A new algorithm has detected a potentially dangerous asteroid

As humanity continues its search for asteroids, near-Earth objects known as near-Earth objects (NEOs) are becoming of particular interest due to the potential economic opportunities of asteroid mining. However, there is also the potential danger of these objects colliding with Earth. Those that fall into this category are called potentially hazardous asteroids (PHAs), and researchers at the University of Washington have developed a new algorithm to detect them.

Of the 30,000 NEOs detected so far, about 2,300 fall into the PHA category. However, the researchers believe that at least 2,300 more NEOs remain to be detected.

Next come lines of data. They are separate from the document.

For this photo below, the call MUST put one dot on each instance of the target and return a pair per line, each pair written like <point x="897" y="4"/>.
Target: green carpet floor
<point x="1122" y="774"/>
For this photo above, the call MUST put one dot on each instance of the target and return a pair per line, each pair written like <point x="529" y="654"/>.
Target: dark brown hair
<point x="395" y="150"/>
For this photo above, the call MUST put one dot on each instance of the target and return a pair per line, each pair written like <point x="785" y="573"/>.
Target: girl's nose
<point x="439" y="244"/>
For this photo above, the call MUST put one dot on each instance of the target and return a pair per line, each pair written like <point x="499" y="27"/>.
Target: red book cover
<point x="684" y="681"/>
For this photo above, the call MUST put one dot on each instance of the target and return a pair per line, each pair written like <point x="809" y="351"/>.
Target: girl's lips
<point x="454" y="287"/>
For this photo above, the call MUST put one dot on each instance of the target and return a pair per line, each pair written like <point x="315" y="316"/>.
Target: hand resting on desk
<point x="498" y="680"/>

PHAs typically fly within 5 million miles of Earth and must be large enough to pose a potential threat, rather than simply burn up in our atmosphere as a shooting star.

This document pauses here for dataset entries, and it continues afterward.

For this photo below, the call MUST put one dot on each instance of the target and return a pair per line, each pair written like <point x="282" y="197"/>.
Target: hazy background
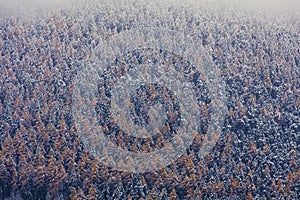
<point x="27" y="7"/>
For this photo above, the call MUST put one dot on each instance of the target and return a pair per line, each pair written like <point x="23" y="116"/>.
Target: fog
<point x="28" y="7"/>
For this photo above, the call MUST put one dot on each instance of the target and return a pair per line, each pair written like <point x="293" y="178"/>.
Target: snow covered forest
<point x="257" y="53"/>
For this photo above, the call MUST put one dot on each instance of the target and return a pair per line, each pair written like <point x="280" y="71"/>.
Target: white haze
<point x="29" y="7"/>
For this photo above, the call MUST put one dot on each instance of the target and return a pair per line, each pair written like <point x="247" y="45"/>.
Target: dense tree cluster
<point x="42" y="156"/>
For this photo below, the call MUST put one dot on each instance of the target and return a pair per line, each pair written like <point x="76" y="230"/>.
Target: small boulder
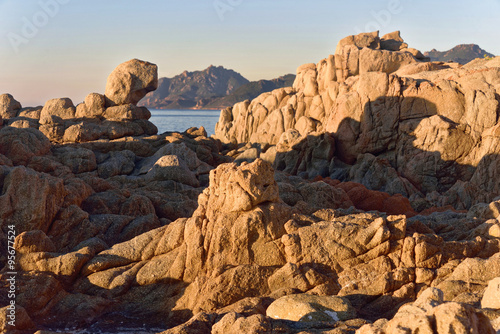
<point x="491" y="297"/>
<point x="304" y="307"/>
<point x="128" y="112"/>
<point x="34" y="241"/>
<point x="92" y="107"/>
<point x="62" y="108"/>
<point x="234" y="188"/>
<point x="9" y="107"/>
<point x="130" y="82"/>
<point x="171" y="167"/>
<point x="20" y="145"/>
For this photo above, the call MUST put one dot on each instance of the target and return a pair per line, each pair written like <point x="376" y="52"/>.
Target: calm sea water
<point x="181" y="120"/>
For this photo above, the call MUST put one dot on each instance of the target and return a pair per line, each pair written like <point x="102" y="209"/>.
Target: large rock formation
<point x="431" y="125"/>
<point x="111" y="116"/>
<point x="163" y="232"/>
<point x="242" y="249"/>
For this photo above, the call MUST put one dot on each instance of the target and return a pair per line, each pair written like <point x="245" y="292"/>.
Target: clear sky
<point x="67" y="48"/>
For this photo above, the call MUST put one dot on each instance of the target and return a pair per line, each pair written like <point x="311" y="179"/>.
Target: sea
<point x="181" y="120"/>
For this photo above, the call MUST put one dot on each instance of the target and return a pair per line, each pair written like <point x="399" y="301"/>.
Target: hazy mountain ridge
<point x="251" y="90"/>
<point x="214" y="88"/>
<point x="462" y="54"/>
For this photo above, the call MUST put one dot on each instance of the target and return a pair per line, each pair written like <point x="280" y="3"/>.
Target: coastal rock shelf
<point x="378" y="113"/>
<point x="361" y="200"/>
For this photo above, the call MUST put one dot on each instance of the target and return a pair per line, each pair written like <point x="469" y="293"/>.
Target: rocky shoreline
<point x="364" y="199"/>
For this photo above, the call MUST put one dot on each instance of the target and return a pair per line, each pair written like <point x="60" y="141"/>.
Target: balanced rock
<point x="9" y="107"/>
<point x="93" y="106"/>
<point x="61" y="108"/>
<point x="130" y="82"/>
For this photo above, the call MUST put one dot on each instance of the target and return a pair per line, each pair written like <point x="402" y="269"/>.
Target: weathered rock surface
<point x="432" y="124"/>
<point x="130" y="82"/>
<point x="329" y="203"/>
<point x="111" y="116"/>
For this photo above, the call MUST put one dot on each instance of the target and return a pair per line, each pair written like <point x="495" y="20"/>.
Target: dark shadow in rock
<point x="396" y="147"/>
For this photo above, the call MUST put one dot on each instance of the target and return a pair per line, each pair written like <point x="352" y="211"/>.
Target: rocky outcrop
<point x="432" y="124"/>
<point x="130" y="82"/>
<point x="244" y="254"/>
<point x="111" y="116"/>
<point x="167" y="232"/>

Finding these dim objects, even when they are at the closest distance, can be a challenge. Typically, scientists use specialized telescopes such as the Asteroid Terrestrial Impact Last Alert System (ATLAS) at the University of Hawaii. However, these massive telescopes usually have to image the same section of sky four times a night to see a PHA at the edge of the detection zone.

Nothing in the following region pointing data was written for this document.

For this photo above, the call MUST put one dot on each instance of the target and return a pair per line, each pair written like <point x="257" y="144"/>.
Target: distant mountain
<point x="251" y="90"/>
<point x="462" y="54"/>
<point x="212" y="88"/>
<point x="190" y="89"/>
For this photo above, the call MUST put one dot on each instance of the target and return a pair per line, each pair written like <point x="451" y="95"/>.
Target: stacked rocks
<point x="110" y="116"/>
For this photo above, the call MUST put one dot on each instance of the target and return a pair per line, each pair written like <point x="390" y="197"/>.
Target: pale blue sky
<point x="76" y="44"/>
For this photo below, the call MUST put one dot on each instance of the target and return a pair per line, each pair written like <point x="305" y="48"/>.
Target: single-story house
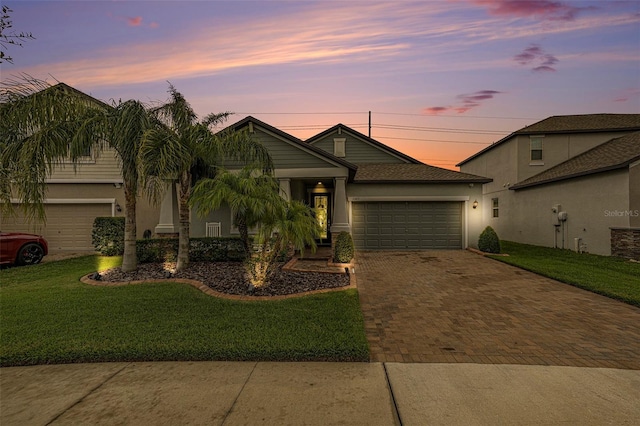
<point x="567" y="181"/>
<point x="385" y="198"/>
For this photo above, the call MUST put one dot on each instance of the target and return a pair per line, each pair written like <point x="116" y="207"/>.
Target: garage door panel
<point x="412" y="225"/>
<point x="68" y="226"/>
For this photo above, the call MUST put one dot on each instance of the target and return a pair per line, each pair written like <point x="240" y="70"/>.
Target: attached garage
<point x="69" y="224"/>
<point x="385" y="225"/>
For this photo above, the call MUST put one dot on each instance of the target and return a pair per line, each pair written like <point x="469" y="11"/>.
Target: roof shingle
<point x="614" y="154"/>
<point x="416" y="173"/>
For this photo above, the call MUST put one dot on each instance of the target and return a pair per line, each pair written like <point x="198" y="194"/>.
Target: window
<point x="536" y="148"/>
<point x="494" y="207"/>
<point x="339" y="147"/>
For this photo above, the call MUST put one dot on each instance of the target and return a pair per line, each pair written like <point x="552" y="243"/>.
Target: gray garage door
<point x="385" y="225"/>
<point x="68" y="226"/>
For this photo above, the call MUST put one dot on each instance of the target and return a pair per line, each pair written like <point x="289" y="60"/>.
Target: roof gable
<point x="586" y="123"/>
<point x="288" y="151"/>
<point x="412" y="173"/>
<point x="615" y="154"/>
<point x="360" y="149"/>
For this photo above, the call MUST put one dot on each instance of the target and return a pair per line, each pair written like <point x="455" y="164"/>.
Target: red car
<point x="22" y="249"/>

That’s where a new algorithm comes to the rescue. Developed by Ari Heinze, a researcher at the University of Southern California, and Siegfried Eggl, now a professor at the University of Illinois Urbana-Champaign, the algorithm, dubbed HelioLinc3D, is able to find asteroid data that can be spread out between observations over several days from a single satellite.

The algorithm was able to find the first new PHA, which is now known as 2022 SF289. ATLAS originally discovered it during observations on September 19, 2022, but it was only detected once that night. Fortunately, ATLAS detected it three more times on two different nights, and HelioLinc3D was able to put the puzzle together to find the asteroid hiding in plain sight.

2022 SF289 is not a threat, but at 600 feet (about 180 m) long, it is likely to be destructive but not catastrophic like the asteroid that caused the demise of the dinosaurs. Other observatories were also unable to detect it because it was in a region of the Milky Way where there are many background stars, making it difficult to see the faint, fast-moving rock, even though it is much closer to us. However, once detected, it was quickly confirmed by other asteroid finders such as the Catalina Sky Survey and Pan-STARRS.

The new algorithm is expected to run on a much more powerful telescope, the Vera C. Observatory. Rubin, which is scheduled to be operational in Chile in early 2025. It is expected to require only two captures per night to detect asteroids like 2022 SF289, rather than four as it does now. And HelioLinc3D will help it do just that.

Until then, the algorithm has a lot of work to do to find asteroids in the catalogs of ATLAS and other asteroid hunters. Let’s wish it good luck.